Couples who are overweight before they get pregnant increase the risk of their child developing fatty liver disease, suggests research published online in the medical journal Gut.
If both parents are overweight or obese before they conceive, their child’s subsequent odds of developing metabolic dysfunction associated steatotic liver disease (MASLD) by the age of 24 are more than three times higher than those whose parents were of normal weight.
Two-thirds of this is influenced by excess weight between the ages of seven and 17, as measured through the child’s body mass index (BMI), the findings indicate.
Previously known as non-alcoholic fatty liver disease, MASLD is the most common chronic liver disease worldwide, affecting an estimated 15% of children and more than 30% of adults, note the researchers.
It is a potential precursor to liver cirrhosis (scarring) and failure.
The researchers from Washington University in St Louis and Indiana University, both in the United States, analysed information from the UK Avon Longitudinal Study of Parents and Children (ALSPAC).
By the age of 24, one in 10 (201) of the 1,933 children involved had MASLD; the rest had a normal liver.
Those with MASLD were more likely to be male and to have a higher BMI.
Each additional kilogramme of maternal BMI increased the odds of MASLD by 10%, while the equivalent increase in paternal BMI raised the odds by 9%.
Further analysis, accounting for mothers’ and children’s sugar consumption, plus genetic predisposition to MASLD, generated similar findings.

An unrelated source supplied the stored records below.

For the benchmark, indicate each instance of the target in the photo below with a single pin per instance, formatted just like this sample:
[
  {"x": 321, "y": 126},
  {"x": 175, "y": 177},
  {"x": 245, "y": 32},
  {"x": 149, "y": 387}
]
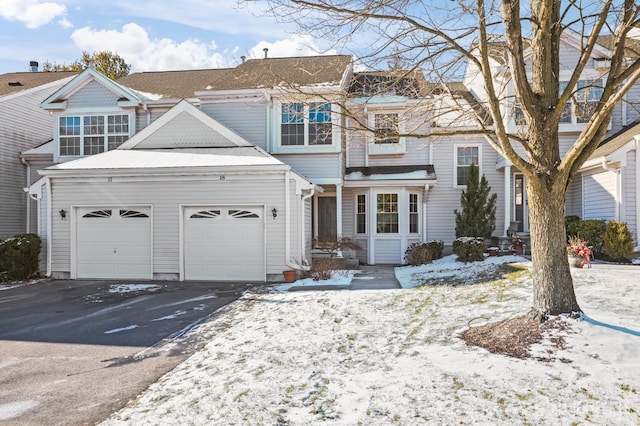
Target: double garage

Although the drivers behind the observed associations aren’t yet fully understood, the researchers nevertheless conclude that their results “lend support to an early life influence of biparental obesity on offspring metabolic health, suggesting efforts to mitigate excess adiposity of both mothers and fathers before conceiving may confer longitudinal benefits to the metabolic outcomes of their future offspring”.